My original intent was to stay as far away from consensus algorithms as possible, since they’re widely known to be Really Hard. But I was working on a distributed back-end for libkvstore, and none of the existing libraries for Raft or Paxos that I found met my requirements. Plus some of them I couldn’t even figure out how to use.
So I started down the dark path of reading the Raft paper, either to learn how to use a Raft library, or to implement my own. Then I had a flash of insight that made me think it’d be easy to design a new algorithm from scratch.
Now a couple weeks later, I just encountered my second “back to the drawing board” moment. So I figured I’d write about these gotchas of consensus.
Let it be known that I am still just a beginner in this field. I only got drawn into it grudgingly.
Gotcha #1: You need two round trips to commit in the general case.
It seems logical that you can just broadcast a write to all of your peers. Once you get approval from a simple majority (
N/2+1), the write is committed and you’re free to commit it locally. And, so far as I know, that does in fact work for a single possible writer and a single possible write.
However if you allow multiple writers, which naively you might try to do, you can easily get a split vote where no quorum is possible. Even worse, if one or more peers is unresponsive, you can enter an ambiguous situation where you don’t know which write reached a majority, if any. That can produce a deadlock with just one unavailable peer, when the algorithm should be able to handle almost half.

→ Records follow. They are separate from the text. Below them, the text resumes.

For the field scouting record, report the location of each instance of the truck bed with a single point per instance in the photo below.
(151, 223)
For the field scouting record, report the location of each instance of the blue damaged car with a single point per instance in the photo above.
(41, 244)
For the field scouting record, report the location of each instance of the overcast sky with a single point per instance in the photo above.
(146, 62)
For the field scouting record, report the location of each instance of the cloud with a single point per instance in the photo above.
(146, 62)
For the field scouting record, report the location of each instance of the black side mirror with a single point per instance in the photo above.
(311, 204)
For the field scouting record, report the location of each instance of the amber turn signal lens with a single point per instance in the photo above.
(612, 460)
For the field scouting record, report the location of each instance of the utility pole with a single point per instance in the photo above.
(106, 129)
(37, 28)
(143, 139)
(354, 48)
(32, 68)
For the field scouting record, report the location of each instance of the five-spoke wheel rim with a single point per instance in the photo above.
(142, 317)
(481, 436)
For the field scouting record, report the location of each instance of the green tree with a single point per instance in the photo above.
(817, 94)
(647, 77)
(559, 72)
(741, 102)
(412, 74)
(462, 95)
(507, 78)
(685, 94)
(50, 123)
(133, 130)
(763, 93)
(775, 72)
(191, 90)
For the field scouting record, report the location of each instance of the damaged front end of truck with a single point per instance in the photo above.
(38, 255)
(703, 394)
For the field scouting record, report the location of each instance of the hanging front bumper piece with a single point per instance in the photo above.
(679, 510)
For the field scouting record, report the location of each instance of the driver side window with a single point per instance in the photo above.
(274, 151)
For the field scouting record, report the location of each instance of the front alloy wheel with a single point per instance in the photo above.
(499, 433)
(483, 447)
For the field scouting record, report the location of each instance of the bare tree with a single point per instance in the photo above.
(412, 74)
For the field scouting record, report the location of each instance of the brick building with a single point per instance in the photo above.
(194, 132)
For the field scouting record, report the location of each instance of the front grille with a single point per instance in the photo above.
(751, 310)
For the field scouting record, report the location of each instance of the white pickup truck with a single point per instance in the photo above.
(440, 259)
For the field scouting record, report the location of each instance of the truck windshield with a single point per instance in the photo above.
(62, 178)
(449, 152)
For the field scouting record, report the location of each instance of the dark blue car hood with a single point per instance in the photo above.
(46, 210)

In order to resolve that generally, you need two round trips, which is why Basic Paxos has a “prepare” phase and an “accept” phase. The prepare phase locks out previous writers so they don’t interfere, and then the accept phase either writes a single value or unambiguously fails.
Gotcha #2: Of course, it isn’t that easy.
The problem is that an “accept” can be interrupted by someone else’s “prepare,” bringing back the ambiguity. You can have a write that is partially accepted and partially rejected because some of the peers promised to only accept someone else’s write instead. In the presence of even one unavailable node, the outcome can be indeterminate.
Naturally it turns out that Basic Paxos has a solution. (To be clear, I’m not sure I totally understand it yet, which is one reason I’m writing it down.) Basically, when you go to write, you are told if there is a write that is potentially ambiguous, and you’re obliged to “force it through” before doing your own write. It’s like if a door closes on you while you’re walking through it, so the person behind you gives you a kick to get through. (Or, you know, reopens it for you.)
A weird thing about this is that even a write that you thought failed (say it was rejected by all peers but one) can end up succeeding anyway. It might succeed or it might not, depending on which peers are up and which are down, or the order they respond in. That violates my understanding of “reached a quorum == committed, otherwise not.”
Anyway, that’s my understanding so far. We’ll see if this new algorithm thing pans out, or whether this was just a time-consuming learning experience.